Wir müssen unsere Identität selber erfinden. Die Traditionen verschwinden, Individualisierung und Pluralisierung sind angesagt.  Unsere Gesellschaft fordert Beweglichkeit und lehnt Anpassung geradezu ab. Die biografischen Schnittmuster verschwinden. Wir dürfen und müssen die Drehbücher unseres Lebens selber schreiben: entwerfen, inszenieren, realisieren (H. Keupp).

Viele fordern heute Charakterbildung. Der modern Begriff Charakter (grch. charaktär – Prägestempel) wird von Aristoteles bestimmt, der Tugenden als Voraussetzung für ein glückliches Leben sah. 

Die klassischen Tugenden der Antike sind Klugheit, Tapferkeit, Mäßigkeit und Gerechtigkeit. Im Christentum standen dann Glaube, Liebe und Hoffnung obenan.
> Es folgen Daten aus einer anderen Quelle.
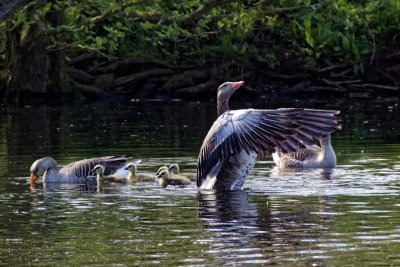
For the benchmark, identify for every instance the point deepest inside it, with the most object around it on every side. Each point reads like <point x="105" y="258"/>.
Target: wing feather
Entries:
<point x="263" y="131"/>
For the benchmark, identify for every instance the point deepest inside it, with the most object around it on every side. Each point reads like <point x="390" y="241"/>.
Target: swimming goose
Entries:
<point x="166" y="179"/>
<point x="311" y="157"/>
<point x="238" y="138"/>
<point x="101" y="178"/>
<point x="76" y="172"/>
<point x="174" y="169"/>
<point x="134" y="177"/>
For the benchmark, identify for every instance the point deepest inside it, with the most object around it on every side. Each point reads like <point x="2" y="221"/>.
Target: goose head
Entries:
<point x="174" y="168"/>
<point x="131" y="167"/>
<point x="225" y="91"/>
<point x="164" y="174"/>
<point x="162" y="168"/>
<point x="40" y="166"/>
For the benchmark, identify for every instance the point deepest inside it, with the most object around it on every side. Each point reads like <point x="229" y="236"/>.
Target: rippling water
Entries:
<point x="345" y="216"/>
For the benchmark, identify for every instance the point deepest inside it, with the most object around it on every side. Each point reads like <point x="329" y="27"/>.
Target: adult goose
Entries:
<point x="238" y="138"/>
<point x="313" y="156"/>
<point x="135" y="177"/>
<point x="166" y="179"/>
<point x="102" y="179"/>
<point x="76" y="172"/>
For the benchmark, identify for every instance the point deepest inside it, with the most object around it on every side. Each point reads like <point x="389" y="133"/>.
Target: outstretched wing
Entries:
<point x="262" y="131"/>
<point x="83" y="168"/>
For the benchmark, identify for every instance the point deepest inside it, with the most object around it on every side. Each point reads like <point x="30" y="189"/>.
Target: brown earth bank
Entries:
<point x="92" y="77"/>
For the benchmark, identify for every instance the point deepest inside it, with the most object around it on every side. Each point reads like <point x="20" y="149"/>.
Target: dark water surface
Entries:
<point x="346" y="216"/>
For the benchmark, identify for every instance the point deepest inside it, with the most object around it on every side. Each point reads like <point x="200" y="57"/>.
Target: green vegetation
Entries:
<point x="232" y="35"/>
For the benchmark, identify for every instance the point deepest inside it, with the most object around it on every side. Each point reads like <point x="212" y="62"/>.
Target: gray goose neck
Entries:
<point x="222" y="105"/>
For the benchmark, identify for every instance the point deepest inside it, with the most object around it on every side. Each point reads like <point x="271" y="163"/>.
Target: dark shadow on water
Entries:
<point x="321" y="173"/>
<point x="251" y="229"/>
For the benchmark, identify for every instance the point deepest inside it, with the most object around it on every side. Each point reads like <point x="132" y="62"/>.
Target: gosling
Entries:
<point x="134" y="177"/>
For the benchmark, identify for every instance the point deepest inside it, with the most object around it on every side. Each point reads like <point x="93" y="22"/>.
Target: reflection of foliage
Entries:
<point x="327" y="32"/>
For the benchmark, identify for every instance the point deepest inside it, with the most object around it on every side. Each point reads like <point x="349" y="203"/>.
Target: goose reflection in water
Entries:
<point x="254" y="231"/>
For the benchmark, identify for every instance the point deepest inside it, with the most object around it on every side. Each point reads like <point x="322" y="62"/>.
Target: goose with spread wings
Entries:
<point x="239" y="137"/>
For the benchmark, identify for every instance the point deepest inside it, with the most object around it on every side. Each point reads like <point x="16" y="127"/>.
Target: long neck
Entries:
<point x="326" y="142"/>
<point x="222" y="104"/>
<point x="100" y="178"/>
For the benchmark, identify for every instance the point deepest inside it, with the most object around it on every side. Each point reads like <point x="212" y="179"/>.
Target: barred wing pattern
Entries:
<point x="262" y="131"/>
<point x="83" y="169"/>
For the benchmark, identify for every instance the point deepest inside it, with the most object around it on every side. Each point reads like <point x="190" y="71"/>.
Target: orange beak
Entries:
<point x="33" y="178"/>
<point x="236" y="85"/>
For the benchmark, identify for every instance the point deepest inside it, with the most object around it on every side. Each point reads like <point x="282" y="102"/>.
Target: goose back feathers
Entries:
<point x="237" y="138"/>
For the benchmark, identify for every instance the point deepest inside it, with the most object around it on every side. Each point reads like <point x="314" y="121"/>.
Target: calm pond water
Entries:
<point x="346" y="216"/>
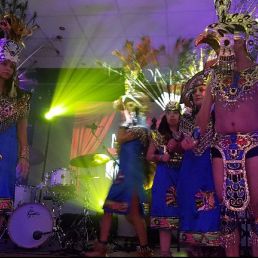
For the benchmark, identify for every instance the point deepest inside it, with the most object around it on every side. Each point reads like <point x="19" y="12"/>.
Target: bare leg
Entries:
<point x="105" y="226"/>
<point x="138" y="221"/>
<point x="252" y="176"/>
<point x="165" y="242"/>
<point x="231" y="249"/>
<point x="218" y="176"/>
<point x="100" y="247"/>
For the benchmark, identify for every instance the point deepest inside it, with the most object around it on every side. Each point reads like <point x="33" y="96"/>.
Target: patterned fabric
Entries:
<point x="164" y="222"/>
<point x="205" y="200"/>
<point x="230" y="90"/>
<point x="201" y="239"/>
<point x="199" y="207"/>
<point x="164" y="208"/>
<point x="233" y="149"/>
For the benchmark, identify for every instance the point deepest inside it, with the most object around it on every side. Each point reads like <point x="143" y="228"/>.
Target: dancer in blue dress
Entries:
<point x="199" y="208"/>
<point x="14" y="107"/>
<point x="164" y="150"/>
<point x="126" y="195"/>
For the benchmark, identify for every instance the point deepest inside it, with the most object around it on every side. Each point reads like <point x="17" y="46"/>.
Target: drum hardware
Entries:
<point x="89" y="160"/>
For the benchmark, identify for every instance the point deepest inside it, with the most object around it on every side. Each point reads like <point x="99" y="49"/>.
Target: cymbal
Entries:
<point x="89" y="160"/>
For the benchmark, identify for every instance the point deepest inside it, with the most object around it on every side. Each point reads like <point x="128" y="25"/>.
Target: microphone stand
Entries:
<point x="43" y="176"/>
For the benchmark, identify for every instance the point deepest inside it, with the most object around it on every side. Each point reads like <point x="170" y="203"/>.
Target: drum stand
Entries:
<point x="58" y="232"/>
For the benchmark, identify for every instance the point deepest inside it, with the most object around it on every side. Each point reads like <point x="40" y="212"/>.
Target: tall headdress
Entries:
<point x="14" y="28"/>
<point x="199" y="79"/>
<point x="241" y="23"/>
Im Mittelalter stellte man Tugenden und Untugenden gegenüber: Demut und Hochmut, Mildtätigkeit und Habgier, Keuschheit und Wollust, Geduld und Zorn, Mäßigung und Völlerei, Wohlwollen und Neid, Fleiß und Faulheit.
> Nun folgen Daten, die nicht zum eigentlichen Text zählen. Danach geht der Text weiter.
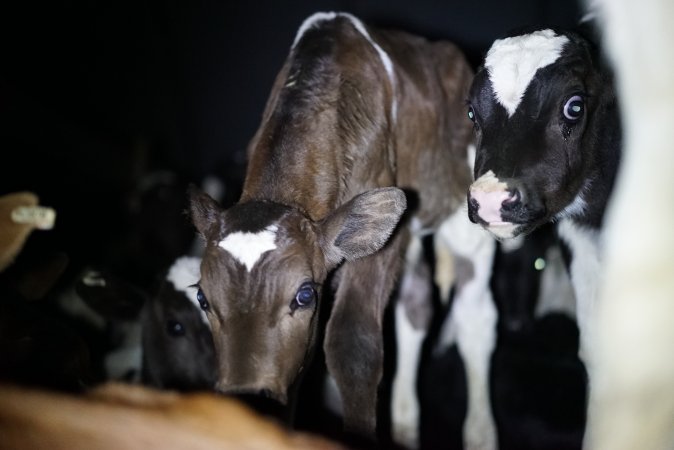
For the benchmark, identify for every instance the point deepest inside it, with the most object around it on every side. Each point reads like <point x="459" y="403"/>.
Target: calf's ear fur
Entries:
<point x="361" y="226"/>
<point x="204" y="211"/>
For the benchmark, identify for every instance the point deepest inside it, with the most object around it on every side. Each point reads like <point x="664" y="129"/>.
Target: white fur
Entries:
<point x="184" y="273"/>
<point x="316" y="18"/>
<point x="248" y="248"/>
<point x="405" y="408"/>
<point x="513" y="62"/>
<point x="556" y="291"/>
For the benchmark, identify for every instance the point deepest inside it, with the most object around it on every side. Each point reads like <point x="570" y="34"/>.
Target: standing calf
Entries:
<point x="548" y="148"/>
<point x="355" y="117"/>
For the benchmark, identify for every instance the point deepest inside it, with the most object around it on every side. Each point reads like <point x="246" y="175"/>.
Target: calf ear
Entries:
<point x="361" y="226"/>
<point x="204" y="211"/>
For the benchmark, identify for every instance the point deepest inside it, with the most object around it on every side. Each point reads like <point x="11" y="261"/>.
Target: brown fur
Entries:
<point x="132" y="417"/>
<point x="329" y="143"/>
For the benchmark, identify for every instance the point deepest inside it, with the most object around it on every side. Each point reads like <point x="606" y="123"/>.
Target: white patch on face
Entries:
<point x="184" y="273"/>
<point x="489" y="182"/>
<point x="247" y="248"/>
<point x="315" y="19"/>
<point x="513" y="62"/>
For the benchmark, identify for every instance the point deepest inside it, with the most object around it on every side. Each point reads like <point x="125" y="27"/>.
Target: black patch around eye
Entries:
<point x="175" y="328"/>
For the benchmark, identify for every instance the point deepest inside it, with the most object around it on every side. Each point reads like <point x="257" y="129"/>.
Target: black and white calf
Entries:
<point x="548" y="148"/>
<point x="177" y="342"/>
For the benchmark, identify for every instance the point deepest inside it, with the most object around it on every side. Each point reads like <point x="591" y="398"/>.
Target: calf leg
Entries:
<point x="412" y="318"/>
<point x="472" y="322"/>
<point x="354" y="345"/>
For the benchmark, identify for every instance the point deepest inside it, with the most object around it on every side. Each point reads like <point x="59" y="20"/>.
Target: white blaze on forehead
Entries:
<point x="313" y="20"/>
<point x="247" y="248"/>
<point x="183" y="275"/>
<point x="513" y="62"/>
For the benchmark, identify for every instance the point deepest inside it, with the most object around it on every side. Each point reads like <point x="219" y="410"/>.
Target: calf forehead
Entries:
<point x="512" y="63"/>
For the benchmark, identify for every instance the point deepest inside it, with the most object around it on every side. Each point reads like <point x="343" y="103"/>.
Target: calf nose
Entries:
<point x="486" y="205"/>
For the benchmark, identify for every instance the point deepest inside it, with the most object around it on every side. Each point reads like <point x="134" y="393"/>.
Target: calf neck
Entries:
<point x="548" y="148"/>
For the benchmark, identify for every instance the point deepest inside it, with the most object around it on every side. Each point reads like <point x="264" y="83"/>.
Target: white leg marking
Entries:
<point x="404" y="399"/>
<point x="183" y="274"/>
<point x="556" y="291"/>
<point x="472" y="321"/>
<point x="585" y="277"/>
<point x="513" y="62"/>
<point x="634" y="395"/>
<point x="248" y="248"/>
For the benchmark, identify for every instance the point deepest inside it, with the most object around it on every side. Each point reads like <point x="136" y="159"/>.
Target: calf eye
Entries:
<point x="306" y="296"/>
<point x="201" y="298"/>
<point x="574" y="108"/>
<point x="175" y="328"/>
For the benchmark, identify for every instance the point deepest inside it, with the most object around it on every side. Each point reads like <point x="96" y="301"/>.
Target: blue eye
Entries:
<point x="574" y="108"/>
<point x="306" y="296"/>
<point x="201" y="298"/>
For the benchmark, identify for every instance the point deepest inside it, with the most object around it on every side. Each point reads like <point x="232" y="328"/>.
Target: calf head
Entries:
<point x="262" y="276"/>
<point x="542" y="106"/>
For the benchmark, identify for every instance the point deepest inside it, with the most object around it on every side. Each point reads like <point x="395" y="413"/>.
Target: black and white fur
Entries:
<point x="548" y="148"/>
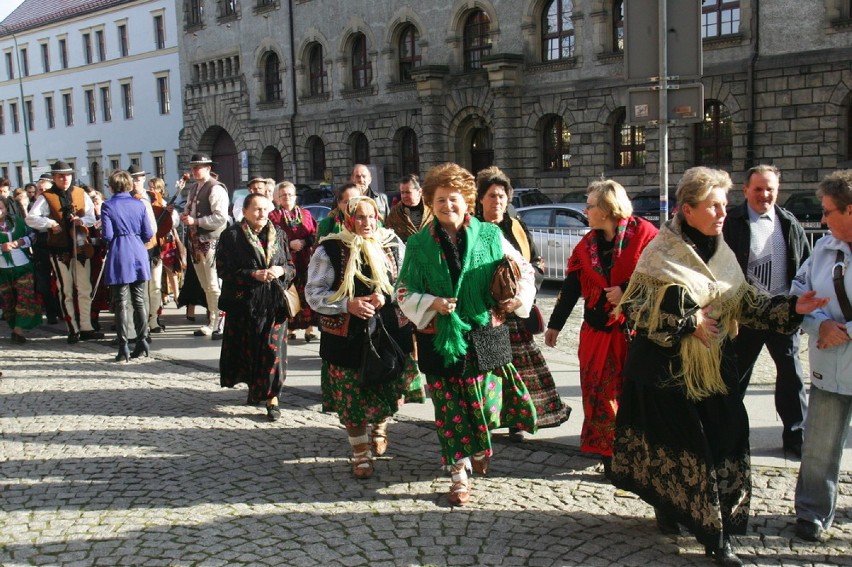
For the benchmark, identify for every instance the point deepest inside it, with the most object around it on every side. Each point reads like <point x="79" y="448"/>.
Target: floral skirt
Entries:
<point x="536" y="376"/>
<point x="691" y="459"/>
<point x="358" y="405"/>
<point x="467" y="408"/>
<point x="21" y="305"/>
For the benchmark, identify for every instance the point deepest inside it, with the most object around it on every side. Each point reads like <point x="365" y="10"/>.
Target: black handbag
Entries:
<point x="491" y="346"/>
<point x="382" y="360"/>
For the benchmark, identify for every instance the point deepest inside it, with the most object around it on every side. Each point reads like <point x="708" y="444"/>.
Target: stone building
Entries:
<point x="92" y="82"/>
<point x="302" y="89"/>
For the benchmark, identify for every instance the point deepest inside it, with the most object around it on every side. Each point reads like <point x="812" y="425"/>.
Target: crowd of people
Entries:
<point x="404" y="298"/>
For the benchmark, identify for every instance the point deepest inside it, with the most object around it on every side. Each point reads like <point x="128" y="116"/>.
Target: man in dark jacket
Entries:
<point x="770" y="245"/>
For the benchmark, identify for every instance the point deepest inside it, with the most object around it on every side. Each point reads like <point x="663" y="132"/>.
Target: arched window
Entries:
<point x="557" y="30"/>
<point x="719" y="17"/>
<point x="714" y="137"/>
<point x="618" y="25"/>
<point x="628" y="144"/>
<point x="360" y="148"/>
<point x="556" y="144"/>
<point x="477" y="43"/>
<point x="409" y="56"/>
<point x="316" y="70"/>
<point x="409" y="156"/>
<point x="362" y="72"/>
<point x="272" y="78"/>
<point x="316" y="149"/>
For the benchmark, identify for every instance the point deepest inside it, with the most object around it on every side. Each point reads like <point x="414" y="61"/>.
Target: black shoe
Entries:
<point x="723" y="555"/>
<point x="665" y="523"/>
<point x="273" y="413"/>
<point x="123" y="353"/>
<point x="794" y="447"/>
<point x="809" y="531"/>
<point x="90" y="335"/>
<point x="140" y="349"/>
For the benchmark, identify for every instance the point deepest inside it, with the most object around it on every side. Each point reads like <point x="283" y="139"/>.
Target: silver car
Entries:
<point x="556" y="229"/>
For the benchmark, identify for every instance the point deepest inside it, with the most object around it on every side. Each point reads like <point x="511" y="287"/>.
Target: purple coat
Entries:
<point x="125" y="227"/>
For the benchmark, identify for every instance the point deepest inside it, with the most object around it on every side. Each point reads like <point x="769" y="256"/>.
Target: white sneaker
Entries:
<point x="204" y="331"/>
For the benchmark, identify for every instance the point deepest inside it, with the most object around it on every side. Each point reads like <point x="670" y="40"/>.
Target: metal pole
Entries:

Die Tugenden werden durch Belehrung, Übung und Gewohnheit herausgebildet. Wir müssen also wissen, was zu tun ist. Dazu brauchen wir Orientierungspunkte, also Wissen über unsere Berufung (Vision oder Leitbild vom Leben insgesamt) und über die für uns wichtigen Werte. Dem Wissen nahe steht das Können: Wir haben eine Begabung und üben sie ein. Ähnlich ist es mit unseren guten Gewohnheiten, die wir eingeübt haben. Wir üben auch ein, uns nach unserer Berufung oder unseren Werten zu richten. Dabei braucht es zum Können auch eine Begabung. Und wir müssen dies natürlich auch wollen!